The Jerusalem Post also revealed Tuesday that Clinton will not be staying in the largest and most expensive suite in the Jerusalem Hilton--"the recently inaugurated $1,720 a night Rabin Suite on the ninth floor"--but in the smaller $1,380 a night Presidential Suite on the floor above. The Rabin Suite is being given to Madeleine Albright, who had requested that its kitchen be equipped with a toaster, it said. The paper marveled at the effort and expense that have gone into the arrangements for such a brief visit. "Over the past week, some 25 rooms on the third and eighth floors have been set up for Clinton's delegation and converted into offices, some of them code-named POTUS (president of the United States) and some code-named FLOTUS (first lady of the United States)," it said. The Presidential Suite contains "an extremely well-stocked mini-bar," "a sugared silver bowl of chocolate truffles," and "a bookcase containing several ancient clay pots and 58 books on Judaism and Israel," it added. As for the president's bed, the paper said the mattress is "quite hard."
       In Britain, the liberal Guardian said Tuesday in an editorial that "[f]ollowing the rollercoaster ride that is the career of William Jefferson Clinton is not for the faint-hearted: you're liable to suffer from extreme nausea, as you track the sudden ups and dramatic downs that tend to come within days of each other." On the new danger of impeachment now facing him, the paper said that "[f]irst fault must lie with Bill Clinton himself.
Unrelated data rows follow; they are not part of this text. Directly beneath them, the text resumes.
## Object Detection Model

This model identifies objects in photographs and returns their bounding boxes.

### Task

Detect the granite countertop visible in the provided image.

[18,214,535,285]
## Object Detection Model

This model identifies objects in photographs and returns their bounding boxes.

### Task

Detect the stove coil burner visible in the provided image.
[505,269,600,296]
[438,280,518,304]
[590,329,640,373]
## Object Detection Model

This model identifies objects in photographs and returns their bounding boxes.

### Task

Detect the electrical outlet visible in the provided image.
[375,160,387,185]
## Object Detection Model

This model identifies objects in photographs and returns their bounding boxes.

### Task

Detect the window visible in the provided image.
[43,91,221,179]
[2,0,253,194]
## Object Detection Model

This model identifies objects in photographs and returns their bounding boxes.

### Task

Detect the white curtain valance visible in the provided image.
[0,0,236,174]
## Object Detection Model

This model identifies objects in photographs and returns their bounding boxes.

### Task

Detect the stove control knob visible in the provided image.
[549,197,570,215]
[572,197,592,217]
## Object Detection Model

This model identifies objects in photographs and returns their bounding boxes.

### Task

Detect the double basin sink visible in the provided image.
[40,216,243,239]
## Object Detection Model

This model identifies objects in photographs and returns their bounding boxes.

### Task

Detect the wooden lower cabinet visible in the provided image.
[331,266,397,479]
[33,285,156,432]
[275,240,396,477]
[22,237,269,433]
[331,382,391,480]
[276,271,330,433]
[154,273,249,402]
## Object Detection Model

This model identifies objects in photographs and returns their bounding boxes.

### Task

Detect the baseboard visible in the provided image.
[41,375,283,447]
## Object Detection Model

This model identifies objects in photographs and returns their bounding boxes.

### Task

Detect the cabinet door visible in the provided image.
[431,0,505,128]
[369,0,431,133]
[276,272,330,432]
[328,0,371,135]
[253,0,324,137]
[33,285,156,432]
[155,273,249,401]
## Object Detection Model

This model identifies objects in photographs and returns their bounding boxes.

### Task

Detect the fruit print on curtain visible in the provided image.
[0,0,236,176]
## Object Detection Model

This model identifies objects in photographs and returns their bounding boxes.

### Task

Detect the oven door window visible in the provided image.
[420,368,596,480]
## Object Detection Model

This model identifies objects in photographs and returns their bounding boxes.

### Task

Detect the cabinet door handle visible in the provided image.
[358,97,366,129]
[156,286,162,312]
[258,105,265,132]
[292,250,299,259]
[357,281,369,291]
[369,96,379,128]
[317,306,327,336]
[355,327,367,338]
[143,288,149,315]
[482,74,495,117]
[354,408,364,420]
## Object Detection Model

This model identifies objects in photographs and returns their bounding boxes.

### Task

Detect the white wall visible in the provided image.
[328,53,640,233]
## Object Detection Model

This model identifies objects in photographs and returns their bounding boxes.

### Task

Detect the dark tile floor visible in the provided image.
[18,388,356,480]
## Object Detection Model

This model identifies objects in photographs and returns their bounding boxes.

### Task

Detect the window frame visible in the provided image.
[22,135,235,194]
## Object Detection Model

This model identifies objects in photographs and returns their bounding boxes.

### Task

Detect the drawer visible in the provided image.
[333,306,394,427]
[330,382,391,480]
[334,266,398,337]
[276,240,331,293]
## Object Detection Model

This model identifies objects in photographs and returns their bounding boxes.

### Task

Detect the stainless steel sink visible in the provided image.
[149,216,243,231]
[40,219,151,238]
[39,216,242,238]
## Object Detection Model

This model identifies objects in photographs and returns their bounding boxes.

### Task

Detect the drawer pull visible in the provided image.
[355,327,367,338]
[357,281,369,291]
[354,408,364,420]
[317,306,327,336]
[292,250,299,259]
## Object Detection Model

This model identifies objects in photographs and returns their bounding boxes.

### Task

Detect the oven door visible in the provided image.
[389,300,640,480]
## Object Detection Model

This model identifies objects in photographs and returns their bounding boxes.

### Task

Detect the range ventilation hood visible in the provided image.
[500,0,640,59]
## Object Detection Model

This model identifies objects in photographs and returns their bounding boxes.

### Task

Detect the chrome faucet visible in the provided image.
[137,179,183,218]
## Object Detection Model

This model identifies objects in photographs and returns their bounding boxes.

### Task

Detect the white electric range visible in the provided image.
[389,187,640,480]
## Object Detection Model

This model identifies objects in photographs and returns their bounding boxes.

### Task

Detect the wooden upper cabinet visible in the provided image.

He antagonised Republicans with the legalistic, blame-dodging tone of the written answers he delivered to the 81 questions he was set by the judiciary committee." However, it added that more blame rested with the Republicans for pandering to their right-wing hard-liners. "Republicans are losing sight of what is surely the most reasonable course of action: to accept that the president did wrong and should be formally rebuked for it--but that the offences he committed fall short of impeachment," the Guardian said. "That logic informed voters last month, and it should govern their representatives this week."
       In China, the Straits Cities Daily reported Monday that the authorities in the southern Chinese coastal city of Fuzhou have promulgated a ban on dog ownership and ordered the destruction of all dogs found in the city after Dec. 20. There are reported to be more than 10,000 pet dogs in the city, the capital of Fujian province, and dog owners are said to have reacted to the decree with panic and disbelief. The Fuzhou city propaganda department has refused to give any reason for the ban.